The current IceNet library has been refactored quite significantly since the original paper. In addition to other changes, it now uses daily inputs instead of monthly averaged data, and predicts for a 93 day lead time instead of over six months. While we do plan to replicate the paper's methodology as an option in the library, it doesn't currently support recreating the outputs of the existing paper.

Definitely happy to shelve the multiple notebooks idea for now, and I think the Pythia project you've mentioned is of interest, but would probably be a longer term goal.

  • CLI vs Python API: according to the target audience and visitors of EDS book (mostly early career researchers), notebooks should highlight the Python package where possible. I suggest pointing to the IceNet documentation for more advanced users interested in the CLI.

I understand, as you've suggested, happy to showcase the python library usage as part of the single notebook submission, and point to the documentation for more advanced usage as you've suggested.

  • Data sources: may I ask if the current IceNet pipeline operates with sample or toy data e.g. xarray datasets? Note EDS book uses the standard Binder so notebooks should fit the available memory of Binder.

The current pipeline and introductory notebooks use sample data (Has built-in data downloader that manages data inputs/processing, so can scale size of inputs as necessary programmatically). I'm thinking of using a small sample for the training dataset to be able to demo it and keep within Binder's available resources, if not, will work out a way to keep within these limits.

Any thoughts @acocac?

@bnubald thanks for describing how the current IceNet system differs to the original paper.

After validating the notebook idea, I'm happy to support the single notebook submission that points to the official docs of the IceNet development. This means you should move to the preparation stage. Please let me know if you find issues in the available templates or missing pieces in the guidelines.

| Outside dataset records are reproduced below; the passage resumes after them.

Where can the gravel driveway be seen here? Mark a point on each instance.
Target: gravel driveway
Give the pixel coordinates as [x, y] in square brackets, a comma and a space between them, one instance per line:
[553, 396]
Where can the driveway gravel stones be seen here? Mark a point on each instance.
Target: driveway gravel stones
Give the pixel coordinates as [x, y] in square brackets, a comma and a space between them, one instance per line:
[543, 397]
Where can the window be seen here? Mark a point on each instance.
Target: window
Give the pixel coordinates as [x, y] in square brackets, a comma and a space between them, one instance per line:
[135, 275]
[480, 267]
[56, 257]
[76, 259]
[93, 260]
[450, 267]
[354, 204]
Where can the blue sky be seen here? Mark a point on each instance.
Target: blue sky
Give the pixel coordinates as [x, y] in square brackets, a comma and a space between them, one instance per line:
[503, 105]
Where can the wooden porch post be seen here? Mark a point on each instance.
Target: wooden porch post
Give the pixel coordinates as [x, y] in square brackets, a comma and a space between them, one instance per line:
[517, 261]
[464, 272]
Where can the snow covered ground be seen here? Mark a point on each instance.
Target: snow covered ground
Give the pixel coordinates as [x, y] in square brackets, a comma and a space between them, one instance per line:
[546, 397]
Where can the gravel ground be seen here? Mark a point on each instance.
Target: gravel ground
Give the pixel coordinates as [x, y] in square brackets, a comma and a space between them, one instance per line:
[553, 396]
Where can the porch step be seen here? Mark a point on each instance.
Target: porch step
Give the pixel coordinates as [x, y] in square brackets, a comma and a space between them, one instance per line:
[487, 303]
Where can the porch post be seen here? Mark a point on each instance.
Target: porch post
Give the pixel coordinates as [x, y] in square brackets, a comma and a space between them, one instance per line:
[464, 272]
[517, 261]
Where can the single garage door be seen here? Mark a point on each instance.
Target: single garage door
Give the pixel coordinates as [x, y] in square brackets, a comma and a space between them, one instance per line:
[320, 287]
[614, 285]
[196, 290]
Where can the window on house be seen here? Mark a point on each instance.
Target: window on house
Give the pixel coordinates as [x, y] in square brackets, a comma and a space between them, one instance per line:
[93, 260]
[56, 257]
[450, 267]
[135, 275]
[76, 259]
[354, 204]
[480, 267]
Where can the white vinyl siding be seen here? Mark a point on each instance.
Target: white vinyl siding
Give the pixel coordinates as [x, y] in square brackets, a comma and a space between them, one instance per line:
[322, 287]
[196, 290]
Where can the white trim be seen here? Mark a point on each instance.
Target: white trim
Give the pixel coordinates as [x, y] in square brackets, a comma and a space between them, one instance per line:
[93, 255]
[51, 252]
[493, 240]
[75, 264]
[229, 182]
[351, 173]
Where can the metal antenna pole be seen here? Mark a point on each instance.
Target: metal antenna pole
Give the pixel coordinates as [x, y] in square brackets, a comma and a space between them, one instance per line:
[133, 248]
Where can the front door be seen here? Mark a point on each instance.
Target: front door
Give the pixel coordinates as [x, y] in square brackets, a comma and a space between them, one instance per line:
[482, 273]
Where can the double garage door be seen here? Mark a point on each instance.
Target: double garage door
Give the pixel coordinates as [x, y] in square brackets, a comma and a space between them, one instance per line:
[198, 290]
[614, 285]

ps. apologies for the slow reply! I was on a sick leave. I'm just getting over a flu/cold, it was horrible 🤒

Thanks Alejandro!, I will work towards the prep stage.

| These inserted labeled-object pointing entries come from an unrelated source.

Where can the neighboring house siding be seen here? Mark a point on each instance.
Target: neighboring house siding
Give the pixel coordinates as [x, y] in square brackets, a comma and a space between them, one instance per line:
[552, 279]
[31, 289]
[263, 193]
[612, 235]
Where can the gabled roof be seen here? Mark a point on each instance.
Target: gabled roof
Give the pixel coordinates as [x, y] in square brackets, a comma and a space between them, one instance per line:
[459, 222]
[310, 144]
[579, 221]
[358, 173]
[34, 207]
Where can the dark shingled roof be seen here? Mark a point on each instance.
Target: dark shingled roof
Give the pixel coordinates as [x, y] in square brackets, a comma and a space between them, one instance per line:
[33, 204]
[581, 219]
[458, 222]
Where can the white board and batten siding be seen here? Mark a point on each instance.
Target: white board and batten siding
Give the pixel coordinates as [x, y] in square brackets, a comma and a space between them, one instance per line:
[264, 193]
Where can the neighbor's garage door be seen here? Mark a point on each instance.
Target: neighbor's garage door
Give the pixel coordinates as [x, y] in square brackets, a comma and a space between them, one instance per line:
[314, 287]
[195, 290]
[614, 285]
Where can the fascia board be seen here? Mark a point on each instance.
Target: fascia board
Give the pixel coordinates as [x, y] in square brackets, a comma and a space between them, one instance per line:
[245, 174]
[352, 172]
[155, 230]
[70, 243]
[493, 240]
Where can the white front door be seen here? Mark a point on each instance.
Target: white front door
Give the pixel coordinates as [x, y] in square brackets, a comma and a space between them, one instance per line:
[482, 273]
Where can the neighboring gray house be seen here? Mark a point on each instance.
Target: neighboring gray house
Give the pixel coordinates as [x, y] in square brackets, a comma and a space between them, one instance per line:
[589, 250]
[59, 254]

Oh gosh, sorry to hear that! hope you have a speedy recovery, and a great weekend!

Thanks Alejandro!, I will work towards the prep stage.

Looking forward to playing with a first draft of the notebook!

Oh gosh, sorry to hear that! hope you have a speedy recovery, and a great weekend!

Thanks for your wishes. Have a nice weekend too.

@acocac tagged on first draft:

bnubald/icenet-edsbook#1

@bnubald thanks for sharing. I'll validate the draft in the next days and get back to you soon!

@acocac tagged on first draft:

bnubald/icenet-edsbook#1

@bnubald thanks for sharing. I'll validate the draft in the next days and get back to you soon!

👍

Thanks Alejandro.

@bnubald I went through the first draft and it looks great - thanks for preparing such compiling narrative and code. We usually suggest to import all dependencies into a single cell, however I understand the purpose here is going through the different functions of the Python API so it makes sense to import relevant ones by step.

If it isn't too much work, I suggest to move the extended usage section after summary with heading level 2 (##).

@acocac Thanks so much for going through and reviewing it! especially after such a hectic week on your side.

I've just pushed through the suggested changes.